Der Disti konnte den Umsatz im ersten Halbjahr steigern. Ausgaben für Strukturoptimierungen belasteten den Gewinn.
Der Also-Konzern konnte den Umsatz bei stabilen Marktanteilen im ersten Halbjahr 2018 um 1,2 Prozent auf 4,18 Milliarden Euro steigern. Der Gewinn belief sich auf 27 Millionen Euro, nach 36,9 Millionen Euro im Vorjahreszeitraum, wie der Konzern mitteilt. Ausgaben für die Optimierung der Struktur und Währungseffekte hätten den Gewinn belastet.
In der Region Zentraleuropa (DACH und Frankreich) ging der Umsatz um 2,2 Prozent auf 2,49 Milliarden Euro zurück. Der Disti habe insbesondere in Deutschland bewusst auf Aufträge verzichtet, deren Profitabilität fraglich gewesen sei, so die Mitteilung.
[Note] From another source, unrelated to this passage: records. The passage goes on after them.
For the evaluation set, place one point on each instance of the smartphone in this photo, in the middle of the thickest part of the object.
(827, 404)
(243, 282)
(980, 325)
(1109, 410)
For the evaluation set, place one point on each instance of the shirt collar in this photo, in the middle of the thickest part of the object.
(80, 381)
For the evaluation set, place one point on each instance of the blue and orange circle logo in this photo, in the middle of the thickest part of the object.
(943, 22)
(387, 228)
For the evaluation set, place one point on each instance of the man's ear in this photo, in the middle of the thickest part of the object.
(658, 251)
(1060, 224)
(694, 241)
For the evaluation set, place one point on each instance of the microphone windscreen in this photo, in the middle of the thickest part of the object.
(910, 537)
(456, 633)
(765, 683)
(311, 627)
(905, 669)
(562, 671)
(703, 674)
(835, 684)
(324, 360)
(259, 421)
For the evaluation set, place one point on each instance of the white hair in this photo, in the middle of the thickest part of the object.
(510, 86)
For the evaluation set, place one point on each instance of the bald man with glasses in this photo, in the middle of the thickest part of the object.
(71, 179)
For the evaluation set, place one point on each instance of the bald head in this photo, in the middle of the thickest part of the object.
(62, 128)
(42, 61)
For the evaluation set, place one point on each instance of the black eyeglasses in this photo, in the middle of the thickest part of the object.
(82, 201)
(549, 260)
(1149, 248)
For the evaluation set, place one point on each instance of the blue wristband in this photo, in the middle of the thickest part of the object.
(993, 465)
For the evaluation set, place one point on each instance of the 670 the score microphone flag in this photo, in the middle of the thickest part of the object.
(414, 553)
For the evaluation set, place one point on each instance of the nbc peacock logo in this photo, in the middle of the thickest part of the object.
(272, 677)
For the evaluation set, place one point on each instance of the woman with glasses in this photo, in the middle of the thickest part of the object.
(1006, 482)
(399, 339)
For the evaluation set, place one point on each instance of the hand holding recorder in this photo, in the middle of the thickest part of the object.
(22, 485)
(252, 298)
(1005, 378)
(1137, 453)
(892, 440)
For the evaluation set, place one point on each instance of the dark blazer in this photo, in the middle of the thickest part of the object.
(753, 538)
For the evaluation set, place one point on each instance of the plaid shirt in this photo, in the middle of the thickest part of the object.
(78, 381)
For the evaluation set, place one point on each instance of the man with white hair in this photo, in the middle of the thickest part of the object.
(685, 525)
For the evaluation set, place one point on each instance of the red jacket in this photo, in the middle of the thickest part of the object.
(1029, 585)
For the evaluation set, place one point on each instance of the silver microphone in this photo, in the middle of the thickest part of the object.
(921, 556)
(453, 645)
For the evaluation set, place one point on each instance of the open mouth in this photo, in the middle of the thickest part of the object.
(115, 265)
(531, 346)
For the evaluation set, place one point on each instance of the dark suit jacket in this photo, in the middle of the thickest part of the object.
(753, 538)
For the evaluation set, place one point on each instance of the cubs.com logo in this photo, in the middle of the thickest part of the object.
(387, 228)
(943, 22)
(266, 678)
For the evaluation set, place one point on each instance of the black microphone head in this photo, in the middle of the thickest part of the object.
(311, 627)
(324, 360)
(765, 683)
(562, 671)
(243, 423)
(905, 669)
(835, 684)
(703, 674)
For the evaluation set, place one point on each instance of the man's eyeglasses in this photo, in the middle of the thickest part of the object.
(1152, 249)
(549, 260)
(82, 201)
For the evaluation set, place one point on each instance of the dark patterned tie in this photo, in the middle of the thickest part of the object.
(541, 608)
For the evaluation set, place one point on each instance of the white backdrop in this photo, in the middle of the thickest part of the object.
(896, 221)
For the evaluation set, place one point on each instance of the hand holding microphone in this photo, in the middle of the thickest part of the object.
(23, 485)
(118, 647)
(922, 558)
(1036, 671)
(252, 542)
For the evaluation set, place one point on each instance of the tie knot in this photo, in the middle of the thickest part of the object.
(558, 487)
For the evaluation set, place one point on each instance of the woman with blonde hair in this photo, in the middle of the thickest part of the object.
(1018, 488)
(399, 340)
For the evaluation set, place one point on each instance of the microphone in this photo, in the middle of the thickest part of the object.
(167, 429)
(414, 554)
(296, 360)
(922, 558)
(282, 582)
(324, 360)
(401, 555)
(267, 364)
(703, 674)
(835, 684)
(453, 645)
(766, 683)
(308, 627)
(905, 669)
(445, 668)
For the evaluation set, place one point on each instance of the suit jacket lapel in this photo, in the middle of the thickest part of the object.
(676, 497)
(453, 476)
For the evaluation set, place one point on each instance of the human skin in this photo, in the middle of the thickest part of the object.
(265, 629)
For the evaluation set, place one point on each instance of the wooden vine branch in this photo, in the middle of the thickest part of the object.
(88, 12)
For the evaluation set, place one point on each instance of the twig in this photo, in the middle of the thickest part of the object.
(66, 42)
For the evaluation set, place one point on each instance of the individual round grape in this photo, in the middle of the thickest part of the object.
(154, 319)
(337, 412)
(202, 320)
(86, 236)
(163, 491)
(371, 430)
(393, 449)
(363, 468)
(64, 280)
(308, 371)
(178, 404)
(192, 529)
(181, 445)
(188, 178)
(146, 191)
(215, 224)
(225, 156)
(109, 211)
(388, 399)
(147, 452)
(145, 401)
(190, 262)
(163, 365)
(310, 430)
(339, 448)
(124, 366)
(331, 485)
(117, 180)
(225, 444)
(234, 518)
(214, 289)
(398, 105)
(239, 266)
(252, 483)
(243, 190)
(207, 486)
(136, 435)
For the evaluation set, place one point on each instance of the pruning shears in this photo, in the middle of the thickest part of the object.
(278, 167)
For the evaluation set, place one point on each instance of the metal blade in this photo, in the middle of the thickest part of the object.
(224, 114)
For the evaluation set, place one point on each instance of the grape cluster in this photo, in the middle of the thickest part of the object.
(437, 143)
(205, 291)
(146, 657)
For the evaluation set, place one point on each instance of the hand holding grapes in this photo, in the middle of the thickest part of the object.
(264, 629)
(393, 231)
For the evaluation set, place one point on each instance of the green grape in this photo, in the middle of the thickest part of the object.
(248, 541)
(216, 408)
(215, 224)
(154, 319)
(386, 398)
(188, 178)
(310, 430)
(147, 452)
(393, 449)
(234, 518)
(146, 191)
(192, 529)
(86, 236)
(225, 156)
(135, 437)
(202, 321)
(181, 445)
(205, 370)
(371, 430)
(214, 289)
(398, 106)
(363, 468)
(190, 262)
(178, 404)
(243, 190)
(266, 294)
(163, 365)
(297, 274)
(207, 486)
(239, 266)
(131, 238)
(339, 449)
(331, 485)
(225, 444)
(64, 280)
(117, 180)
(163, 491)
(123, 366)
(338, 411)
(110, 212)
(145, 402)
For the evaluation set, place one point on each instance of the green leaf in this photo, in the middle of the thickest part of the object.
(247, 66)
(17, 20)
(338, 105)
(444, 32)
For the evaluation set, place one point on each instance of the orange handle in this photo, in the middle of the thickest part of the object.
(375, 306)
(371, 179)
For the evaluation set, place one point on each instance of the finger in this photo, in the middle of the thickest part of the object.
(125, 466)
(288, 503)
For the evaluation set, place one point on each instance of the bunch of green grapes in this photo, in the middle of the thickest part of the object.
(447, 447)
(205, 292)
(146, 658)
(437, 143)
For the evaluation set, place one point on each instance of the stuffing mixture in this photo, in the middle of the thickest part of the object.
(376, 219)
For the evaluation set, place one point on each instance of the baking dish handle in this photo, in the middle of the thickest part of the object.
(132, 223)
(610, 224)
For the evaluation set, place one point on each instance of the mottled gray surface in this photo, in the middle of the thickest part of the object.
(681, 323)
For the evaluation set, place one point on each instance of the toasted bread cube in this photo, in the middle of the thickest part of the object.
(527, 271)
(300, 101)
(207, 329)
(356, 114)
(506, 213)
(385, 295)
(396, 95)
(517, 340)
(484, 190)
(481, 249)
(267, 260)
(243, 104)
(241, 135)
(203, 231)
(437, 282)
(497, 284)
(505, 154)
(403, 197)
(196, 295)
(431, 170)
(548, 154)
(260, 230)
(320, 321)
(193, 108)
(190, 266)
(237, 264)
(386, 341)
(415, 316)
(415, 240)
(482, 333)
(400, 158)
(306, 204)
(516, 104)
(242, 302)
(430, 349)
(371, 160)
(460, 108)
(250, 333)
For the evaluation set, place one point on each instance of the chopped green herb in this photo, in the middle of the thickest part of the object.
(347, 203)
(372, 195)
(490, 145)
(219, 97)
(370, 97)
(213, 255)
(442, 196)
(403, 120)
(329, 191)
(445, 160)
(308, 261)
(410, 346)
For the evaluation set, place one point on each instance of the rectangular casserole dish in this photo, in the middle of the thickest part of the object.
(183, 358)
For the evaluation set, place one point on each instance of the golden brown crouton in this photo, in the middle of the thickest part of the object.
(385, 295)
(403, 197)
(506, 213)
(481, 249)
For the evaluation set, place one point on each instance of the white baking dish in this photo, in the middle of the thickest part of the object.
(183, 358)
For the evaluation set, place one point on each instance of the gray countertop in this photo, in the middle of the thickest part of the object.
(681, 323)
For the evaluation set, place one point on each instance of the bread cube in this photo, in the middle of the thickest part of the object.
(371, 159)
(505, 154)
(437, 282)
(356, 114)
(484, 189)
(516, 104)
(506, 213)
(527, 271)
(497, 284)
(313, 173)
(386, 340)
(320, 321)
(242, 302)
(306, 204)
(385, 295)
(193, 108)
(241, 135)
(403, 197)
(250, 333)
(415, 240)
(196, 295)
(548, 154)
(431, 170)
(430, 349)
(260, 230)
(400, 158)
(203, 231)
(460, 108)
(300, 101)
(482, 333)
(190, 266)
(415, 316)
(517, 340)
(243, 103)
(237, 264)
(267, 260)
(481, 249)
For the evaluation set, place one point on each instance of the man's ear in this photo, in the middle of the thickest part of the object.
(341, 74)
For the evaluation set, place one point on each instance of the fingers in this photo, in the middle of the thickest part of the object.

Die EBT-Marge liegt unverändert bei 1,3 Prozent. Hier seien Restrukturierungskosten enthalten. Diese Kosten hätten dank einer Umsatz- und Gewinnzunahme in der Schweiz teilweise kompensiert werden können.
Der Konzern bestätigt seine mittelfristigen Ziele: Also strebt ein Umsatzwachstum auf zehn bis 14 Milliarden Euro pro Jahr sowie eine EBITDA-Marge von 2,1 bis 2,6 Prozent an. Der Anteil von Solutions soll dabei rund 30 Prozent betragen und im as-a-Service-Bereich werden rund zehn Prozent angestrebt. Die genauen Verhältnisse, so die Mitteilung, werden von der Gewichtung allfälliger Übernahmen abhängen.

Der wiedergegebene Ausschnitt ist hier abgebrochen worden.